What makes this case unique is the use of a dualmodality protocol – CO2 laser followed by low-dose isotretinoin – in a patient with disfiguring but nonobstructive rhinophyma. The addition of isotretinoin as a post-laser maintenance strategy may contribute to long-term stabilization and prevention of recurrence, a concept that remains underrepresented in the literature. Moreover, the detailed laser settings and post-procedural care protocol provide practical guidance that can be replicated by clinicians managing similar patients.
CONCLUSIONS
Rhinophyma management is challenging due to its varying severity and the numerous treatment options available. Treatment methods range from minimally invasive to more aggressive, with their effectiveness depending on the disease’s severity and treatment objectives. Common approaches include excisional and laser techniques.
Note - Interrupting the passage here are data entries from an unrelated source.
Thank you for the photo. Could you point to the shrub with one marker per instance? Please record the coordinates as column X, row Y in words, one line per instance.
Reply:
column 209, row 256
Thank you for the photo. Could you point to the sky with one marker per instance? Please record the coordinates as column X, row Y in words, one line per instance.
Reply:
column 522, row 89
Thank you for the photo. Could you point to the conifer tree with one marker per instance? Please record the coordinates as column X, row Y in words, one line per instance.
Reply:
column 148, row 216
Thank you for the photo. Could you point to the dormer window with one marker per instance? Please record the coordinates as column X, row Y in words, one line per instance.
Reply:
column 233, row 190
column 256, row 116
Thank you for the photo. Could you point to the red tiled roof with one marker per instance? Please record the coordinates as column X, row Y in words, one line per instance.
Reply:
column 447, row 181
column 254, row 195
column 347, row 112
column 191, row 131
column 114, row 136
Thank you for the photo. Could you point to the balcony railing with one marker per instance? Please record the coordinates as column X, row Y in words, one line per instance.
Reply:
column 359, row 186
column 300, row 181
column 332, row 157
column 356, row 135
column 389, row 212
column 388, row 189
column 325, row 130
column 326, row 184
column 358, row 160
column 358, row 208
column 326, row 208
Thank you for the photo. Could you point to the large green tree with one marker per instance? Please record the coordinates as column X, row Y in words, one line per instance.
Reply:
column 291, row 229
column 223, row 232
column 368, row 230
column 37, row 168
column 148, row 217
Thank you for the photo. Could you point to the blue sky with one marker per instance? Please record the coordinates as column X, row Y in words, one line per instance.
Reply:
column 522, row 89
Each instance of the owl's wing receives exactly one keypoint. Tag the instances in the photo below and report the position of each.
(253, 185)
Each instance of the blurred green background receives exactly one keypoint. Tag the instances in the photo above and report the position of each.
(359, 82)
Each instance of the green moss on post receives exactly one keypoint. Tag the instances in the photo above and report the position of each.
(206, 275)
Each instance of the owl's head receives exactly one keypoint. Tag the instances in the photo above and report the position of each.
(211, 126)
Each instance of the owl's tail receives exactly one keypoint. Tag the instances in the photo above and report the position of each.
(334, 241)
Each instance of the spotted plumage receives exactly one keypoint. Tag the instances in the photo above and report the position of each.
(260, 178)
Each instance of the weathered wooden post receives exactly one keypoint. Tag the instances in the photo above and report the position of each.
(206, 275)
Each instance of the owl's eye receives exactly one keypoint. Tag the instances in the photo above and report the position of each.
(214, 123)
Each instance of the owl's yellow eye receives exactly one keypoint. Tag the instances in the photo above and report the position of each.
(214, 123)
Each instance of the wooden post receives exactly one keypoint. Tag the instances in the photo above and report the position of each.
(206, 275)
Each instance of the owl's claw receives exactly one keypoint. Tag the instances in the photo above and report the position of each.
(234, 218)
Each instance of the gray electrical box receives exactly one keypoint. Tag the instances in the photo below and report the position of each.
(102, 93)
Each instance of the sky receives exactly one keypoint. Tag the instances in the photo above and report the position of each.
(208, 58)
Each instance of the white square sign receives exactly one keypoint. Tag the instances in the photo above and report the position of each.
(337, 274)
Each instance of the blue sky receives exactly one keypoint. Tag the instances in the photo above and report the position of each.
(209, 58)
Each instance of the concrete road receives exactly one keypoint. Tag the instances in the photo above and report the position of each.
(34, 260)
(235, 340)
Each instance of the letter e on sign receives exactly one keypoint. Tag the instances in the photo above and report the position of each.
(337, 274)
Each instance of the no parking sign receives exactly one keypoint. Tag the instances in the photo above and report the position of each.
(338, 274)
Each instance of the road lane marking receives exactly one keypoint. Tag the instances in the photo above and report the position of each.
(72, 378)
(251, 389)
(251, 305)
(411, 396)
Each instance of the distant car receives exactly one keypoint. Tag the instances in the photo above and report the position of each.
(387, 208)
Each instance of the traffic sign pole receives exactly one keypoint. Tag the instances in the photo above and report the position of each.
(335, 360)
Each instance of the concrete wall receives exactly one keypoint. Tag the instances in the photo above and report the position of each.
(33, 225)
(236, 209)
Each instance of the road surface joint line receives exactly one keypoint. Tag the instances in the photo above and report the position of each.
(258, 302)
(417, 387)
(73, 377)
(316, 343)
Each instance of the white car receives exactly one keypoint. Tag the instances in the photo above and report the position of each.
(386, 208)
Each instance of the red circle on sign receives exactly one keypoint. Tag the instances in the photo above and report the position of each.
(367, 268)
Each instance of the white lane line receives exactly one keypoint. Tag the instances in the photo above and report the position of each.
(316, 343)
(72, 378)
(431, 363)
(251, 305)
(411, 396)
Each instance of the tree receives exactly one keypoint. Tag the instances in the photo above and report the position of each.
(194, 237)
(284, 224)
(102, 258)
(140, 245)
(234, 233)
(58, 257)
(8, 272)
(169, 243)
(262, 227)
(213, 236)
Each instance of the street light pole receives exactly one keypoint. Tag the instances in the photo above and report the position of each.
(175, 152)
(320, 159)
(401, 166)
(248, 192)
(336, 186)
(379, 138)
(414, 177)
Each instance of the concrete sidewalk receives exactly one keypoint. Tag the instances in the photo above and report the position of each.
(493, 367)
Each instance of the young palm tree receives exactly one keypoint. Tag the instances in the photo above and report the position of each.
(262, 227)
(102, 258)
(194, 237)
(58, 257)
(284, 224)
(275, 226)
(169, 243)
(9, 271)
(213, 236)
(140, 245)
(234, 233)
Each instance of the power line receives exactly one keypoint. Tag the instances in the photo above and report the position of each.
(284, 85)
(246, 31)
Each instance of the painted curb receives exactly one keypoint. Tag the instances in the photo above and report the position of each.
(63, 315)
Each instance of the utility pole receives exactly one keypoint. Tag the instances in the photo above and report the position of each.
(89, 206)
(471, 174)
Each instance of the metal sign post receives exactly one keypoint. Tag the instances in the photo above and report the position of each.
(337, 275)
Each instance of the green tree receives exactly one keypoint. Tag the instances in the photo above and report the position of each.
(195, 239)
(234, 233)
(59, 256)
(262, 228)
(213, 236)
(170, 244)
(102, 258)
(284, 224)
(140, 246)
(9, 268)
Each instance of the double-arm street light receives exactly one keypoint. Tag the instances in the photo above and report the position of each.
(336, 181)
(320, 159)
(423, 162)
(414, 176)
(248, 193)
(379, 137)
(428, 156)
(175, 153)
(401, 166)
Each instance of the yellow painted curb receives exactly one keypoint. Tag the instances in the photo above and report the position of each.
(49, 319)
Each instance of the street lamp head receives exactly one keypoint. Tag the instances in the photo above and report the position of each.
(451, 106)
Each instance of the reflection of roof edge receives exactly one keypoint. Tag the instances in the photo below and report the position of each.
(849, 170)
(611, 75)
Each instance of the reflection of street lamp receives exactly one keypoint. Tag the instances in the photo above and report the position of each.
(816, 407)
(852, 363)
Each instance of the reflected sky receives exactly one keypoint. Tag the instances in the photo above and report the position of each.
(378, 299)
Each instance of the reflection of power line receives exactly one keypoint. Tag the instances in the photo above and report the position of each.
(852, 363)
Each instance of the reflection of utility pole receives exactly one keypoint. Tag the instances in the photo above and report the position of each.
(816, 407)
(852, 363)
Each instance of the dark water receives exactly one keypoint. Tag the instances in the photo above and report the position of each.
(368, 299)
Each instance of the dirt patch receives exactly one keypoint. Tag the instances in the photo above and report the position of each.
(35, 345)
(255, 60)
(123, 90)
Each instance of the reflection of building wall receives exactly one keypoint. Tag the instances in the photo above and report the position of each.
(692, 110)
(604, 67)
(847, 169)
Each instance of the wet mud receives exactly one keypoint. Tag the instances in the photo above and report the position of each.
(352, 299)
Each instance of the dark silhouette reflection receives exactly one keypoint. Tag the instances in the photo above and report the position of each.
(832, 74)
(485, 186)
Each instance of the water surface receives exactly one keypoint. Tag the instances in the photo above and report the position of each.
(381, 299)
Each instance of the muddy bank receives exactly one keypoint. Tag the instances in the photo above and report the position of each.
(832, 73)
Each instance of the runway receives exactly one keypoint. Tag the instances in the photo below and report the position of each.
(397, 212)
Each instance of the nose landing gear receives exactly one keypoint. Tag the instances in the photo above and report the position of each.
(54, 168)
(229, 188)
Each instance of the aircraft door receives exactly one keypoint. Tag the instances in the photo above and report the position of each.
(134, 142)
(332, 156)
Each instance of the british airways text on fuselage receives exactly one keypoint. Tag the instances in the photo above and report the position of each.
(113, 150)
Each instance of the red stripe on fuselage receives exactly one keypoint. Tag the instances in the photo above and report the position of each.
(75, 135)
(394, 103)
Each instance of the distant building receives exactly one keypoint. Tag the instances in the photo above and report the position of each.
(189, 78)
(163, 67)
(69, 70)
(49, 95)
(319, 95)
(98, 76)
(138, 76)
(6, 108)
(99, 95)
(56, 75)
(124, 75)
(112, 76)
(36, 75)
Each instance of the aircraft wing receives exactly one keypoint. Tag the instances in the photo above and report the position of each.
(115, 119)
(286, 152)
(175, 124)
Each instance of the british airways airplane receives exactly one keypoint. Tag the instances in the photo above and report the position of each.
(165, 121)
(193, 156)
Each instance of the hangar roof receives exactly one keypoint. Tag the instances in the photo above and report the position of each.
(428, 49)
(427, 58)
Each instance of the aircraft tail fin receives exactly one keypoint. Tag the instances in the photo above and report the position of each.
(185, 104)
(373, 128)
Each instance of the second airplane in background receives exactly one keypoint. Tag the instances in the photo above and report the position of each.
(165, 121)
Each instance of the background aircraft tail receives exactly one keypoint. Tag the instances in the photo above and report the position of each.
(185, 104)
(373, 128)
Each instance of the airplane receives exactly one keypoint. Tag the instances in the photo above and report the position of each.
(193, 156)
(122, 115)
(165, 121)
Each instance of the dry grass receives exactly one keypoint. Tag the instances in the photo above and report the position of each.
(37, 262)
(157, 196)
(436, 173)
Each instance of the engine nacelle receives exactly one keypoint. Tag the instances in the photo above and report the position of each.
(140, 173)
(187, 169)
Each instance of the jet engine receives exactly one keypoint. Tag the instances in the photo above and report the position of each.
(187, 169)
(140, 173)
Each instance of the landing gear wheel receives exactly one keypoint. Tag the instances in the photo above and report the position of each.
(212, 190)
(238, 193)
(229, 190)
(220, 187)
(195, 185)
The subunit surgical method is typically reserved for the most severe cases, which involve functional nasal issues, and it helps improve both support and structure. CO2 laser therapy, performed by an experienced doctor, yields significant and lasting results in a relatively short period of time. By documenting the specific laser parameters, post-treatment regimen, and long-term follow-up results, this report may serve as a reference for practitioners seeking evidence-based, patient-centred approaches to managing severe rhinophyma with both functional and aesthetic considerations in mind.